The ADX is the major league. It’s where you go if you’re such a fucking menace that you cannot be effectively managed at any other institution, even the SMU. You’ll hear it called such colorful names as the “Alcatraz”, “Limbo”, or simply “Supermax”. If you like to kill people while you’re incarcerated, or a super high profile or powerful you’ll end up at the ADX.

I have interviewed a fellow prisoner who spent quite a stretch in the ADX. His insights are profound and give as much as an outsider who has never directly experienced the ADX can probably understand about the actual psychic texture of the place. He, being rightfully concerned about the potential for retaliation by the powers that be, has asked me to hold back on posting the interview until he is release from Federal Custody later this year. As soon as he is safely out the door, I will share our conversation.

The different wings of the ADX are designed for prisoners with different security requirements. Each area is run in its own way, with more or less privileges, and has different standard operating procedures in place. They are as followed:

  • General Population. Located in the Delta, Echo, Fox and Golf wings. So you’ve done enough to warrant the ADX, but you aren’t ordering hits or terrorist strikes out on the street. This is where you’ll end up.
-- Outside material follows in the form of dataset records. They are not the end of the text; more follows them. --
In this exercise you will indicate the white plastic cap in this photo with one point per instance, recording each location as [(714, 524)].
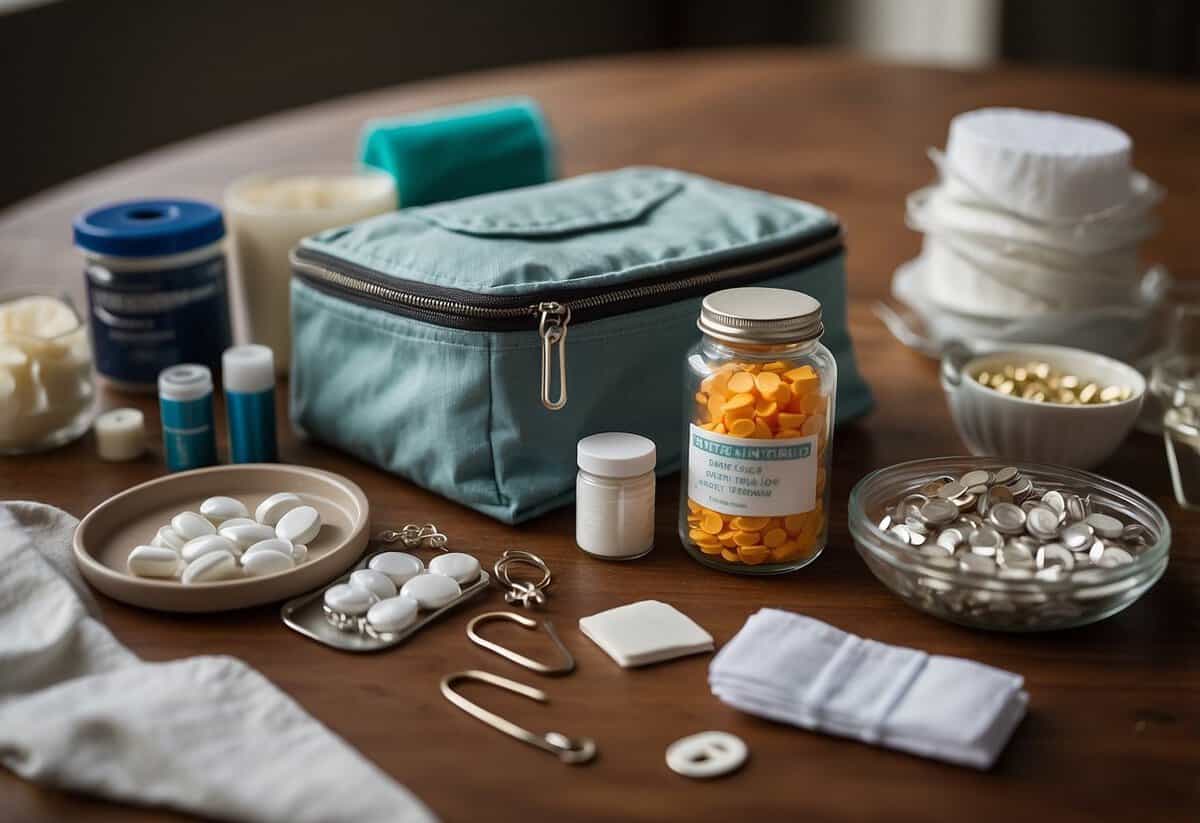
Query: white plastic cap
[(247, 368), (185, 382), (617, 455)]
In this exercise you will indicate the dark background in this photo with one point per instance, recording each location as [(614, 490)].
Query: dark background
[(93, 82)]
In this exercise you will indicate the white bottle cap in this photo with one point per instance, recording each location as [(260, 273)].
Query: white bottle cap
[(185, 382), (247, 368), (617, 455)]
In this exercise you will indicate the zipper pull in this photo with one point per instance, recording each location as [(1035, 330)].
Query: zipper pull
[(552, 330)]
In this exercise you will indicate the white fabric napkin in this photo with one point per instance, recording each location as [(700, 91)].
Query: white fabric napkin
[(799, 671), (208, 736)]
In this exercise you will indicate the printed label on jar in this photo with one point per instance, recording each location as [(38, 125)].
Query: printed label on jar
[(738, 475)]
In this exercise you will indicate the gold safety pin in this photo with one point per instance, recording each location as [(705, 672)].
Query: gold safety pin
[(565, 667), (569, 750)]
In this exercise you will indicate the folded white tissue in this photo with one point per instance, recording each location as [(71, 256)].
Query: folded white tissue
[(795, 670)]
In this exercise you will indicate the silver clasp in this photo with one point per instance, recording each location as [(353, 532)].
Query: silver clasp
[(552, 330)]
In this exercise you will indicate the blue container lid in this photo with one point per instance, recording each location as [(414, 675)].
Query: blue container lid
[(149, 228)]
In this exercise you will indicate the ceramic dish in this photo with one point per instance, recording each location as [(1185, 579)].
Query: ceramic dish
[(991, 422), (985, 601), (106, 536)]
  • Intermediate/Transitory Population. Located in Joker and Kilo wing. This is for prisoners who have danced to the tune that the ADX staff wanted them to and are on the track to get back to regular prison.

  • SHU. How the fuck can a place that is essentially a big SHU, have a SHU Unit is completely beyond me.

  • Range 13. A group of only four cells inside the SHU that is totally isolated. You probably have to really work hard to get in there. Talk about exclusive.

  • Control Unit. This for… you guessed it, control. How any more control can be exerted I don’t know. I’ve never known anyone who has ever ended up there, I’m just assuming that they duct tape you to the wall. I do know it takes literally  years to get off this unit once you’ve been put there. Like five years or more.

  • Special Security Unit. Located in H wing (I assume they skip using the phonetic alphabet identifier ‘Hotel” to avoid pissing off its residents). This is the spot for terrorist. Those poor, stupid bastards are subject to what is called Special Administrative Measure (SAM). That means they get one highly monitored phone call a month, have all their incoming and outgoing mail read, and any questionable content redacted by a censor, and are generally under more scrutiny than a regular ADX prisoner so they can’t issue and “Death to America!” Fatwas.

The ADX cells are singles. The beds are concrete slabs instead of the usual steel (no making pig iron swords? Damn!). The toilet and sink are the standard one piece USP fare. There’s a hot water spigot so you can drink coffee and make the ever present ramen instant noodle soups. You can earn a television so you don’t completely lose your mind. There’s a vertical 40 some odd inch by 4 inch window that you can’t see a goddamn thing out of except a bit of sky. And, except for the terrorist cells and the step down guys at Joker and Kilo, there are showers in the cells themselves.

They do run a rec of sorts, but most of your time will be spent inside that cell. If you end up in the ADX, you’re going to be there for a good long while. Years upon years. The goal: to totally grind you down into compliance.

If you’re a complete psychotic introvert, it might not be so bad.